Everyone laughed, even Marbury, who had come on deck after breakfasting below with his father and the Admiral. The girls had finished also, and Mrs. Yates suggested that Marbury show them over the yacht.

“Come back to me when you have seen everything you care to,” she told them before they left her, “and I will show you my sea-going library and my collection of ocean treasures. I started them both years ago, when Marbury was a baby, and we took our first ocean voyage. It may help you in forming collections of your own, and in trying to classify them.”

Marbury and Polly led the way over the yacht. It was as large as the revenue cutter they met coming up the bay, and quite as smart in its white and gold hull, and clean-cut smoke-stack and rigging, outlined against the cloudless sky. The forward cabin was the Senator’s special domain. Walls, lockers, and chairs all were covered with buff leather, and it was fitted with a broad center table, and desk, with wall brackets supporting cabinets containing all manner of ocean curios. The dining-room was next to it, although there was a smaller one below used for breakfast by the Senator. The main cabin was a delight to the girls. Ten staterooms opened off it, and they were not like the little, narrow “cubby-holes” generally found on steamers. Daintily furnished little rooms, with lounging chairs and couches of willow, covered with apple green chintz sprayed with pink blossoms. Curtains of the same were looped back from the white berths. Four of these rooms were given up to the girls, and they “paired off” accordingly. Polly and Crullers took one, Sue and Ted another, Isabel and Ruth a third, and Kate was all alone in the fourth, as befitted the chaperon of the party.

“Polly,” asked Mrs. Yates, after dinner that evening, “didn’t I notice a mandolin with your luggage?”

“Yes’m,” answered Polly, who in spite of her “nearly fifteen” years, still clung to the old-fashioned mode of speaking to a person older than herself. “We girls have a glee club of our own. Sue, and Ted, and Ruth, and myself. Ruth plays the guitar, and the rest of us mandolins. I thought it would be fun to take them along and play nights when we felt lonely.”

“I hope you will feel lonely to-morrow night then,” Mrs. Yates replied, smiling. “I won’t ask you to play to-night, for you must be tired, but to-morrow evening we will have a concert. I dearly love the sound of music on the water, and so does the Senator. We have a piano on board, you know, and Marbury has his banjo, although I tell him it always makes me think of the old riddle ‘what makes more noise than a pig going under a gate?’ You know the answer.”

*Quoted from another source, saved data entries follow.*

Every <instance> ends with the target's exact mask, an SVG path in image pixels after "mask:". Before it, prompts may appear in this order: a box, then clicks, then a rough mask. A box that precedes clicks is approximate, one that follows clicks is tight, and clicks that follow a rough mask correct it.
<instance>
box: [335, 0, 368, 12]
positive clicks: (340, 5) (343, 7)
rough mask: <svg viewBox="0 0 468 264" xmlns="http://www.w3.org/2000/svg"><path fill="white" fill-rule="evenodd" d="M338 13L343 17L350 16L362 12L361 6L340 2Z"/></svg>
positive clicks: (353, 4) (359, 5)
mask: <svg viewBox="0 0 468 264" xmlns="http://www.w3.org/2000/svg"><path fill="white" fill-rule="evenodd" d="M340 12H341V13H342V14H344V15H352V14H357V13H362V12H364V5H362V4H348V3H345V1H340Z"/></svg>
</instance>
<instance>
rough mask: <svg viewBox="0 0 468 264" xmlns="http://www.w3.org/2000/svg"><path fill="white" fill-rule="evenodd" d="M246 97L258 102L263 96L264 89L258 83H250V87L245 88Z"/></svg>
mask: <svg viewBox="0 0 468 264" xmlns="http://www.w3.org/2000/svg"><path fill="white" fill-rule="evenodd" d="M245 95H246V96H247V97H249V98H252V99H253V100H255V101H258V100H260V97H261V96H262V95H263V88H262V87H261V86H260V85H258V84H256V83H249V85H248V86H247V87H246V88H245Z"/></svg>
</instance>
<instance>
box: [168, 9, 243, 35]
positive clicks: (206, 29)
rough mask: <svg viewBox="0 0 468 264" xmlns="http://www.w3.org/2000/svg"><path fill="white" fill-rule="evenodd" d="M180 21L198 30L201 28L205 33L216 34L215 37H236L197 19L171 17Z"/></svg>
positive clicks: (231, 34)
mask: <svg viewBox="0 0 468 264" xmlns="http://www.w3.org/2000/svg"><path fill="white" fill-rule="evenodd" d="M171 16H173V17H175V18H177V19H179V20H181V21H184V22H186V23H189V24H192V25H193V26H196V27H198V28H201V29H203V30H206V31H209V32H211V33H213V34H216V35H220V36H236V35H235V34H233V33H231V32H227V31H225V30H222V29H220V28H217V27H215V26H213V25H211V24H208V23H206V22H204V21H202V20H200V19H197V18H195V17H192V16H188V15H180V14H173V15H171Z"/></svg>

The girls laughed, all except Crullers, who puzzled and pondered over the riddle all the rest of the evening. Crullers always pondered over anything she could not see through. That night, when they had retired to their berths, and only the light from the cabin shone in the stateroom over the doorway, Polly heard a sleepy voice across the room say,

“Polly, I know. Two pigs!”

Polly sat upright in bed, and threw a pillow with telling force at the figure in the other berth, but there was only a stifled giggle in answer, and she cuddled down under the blanket, and fell asleep.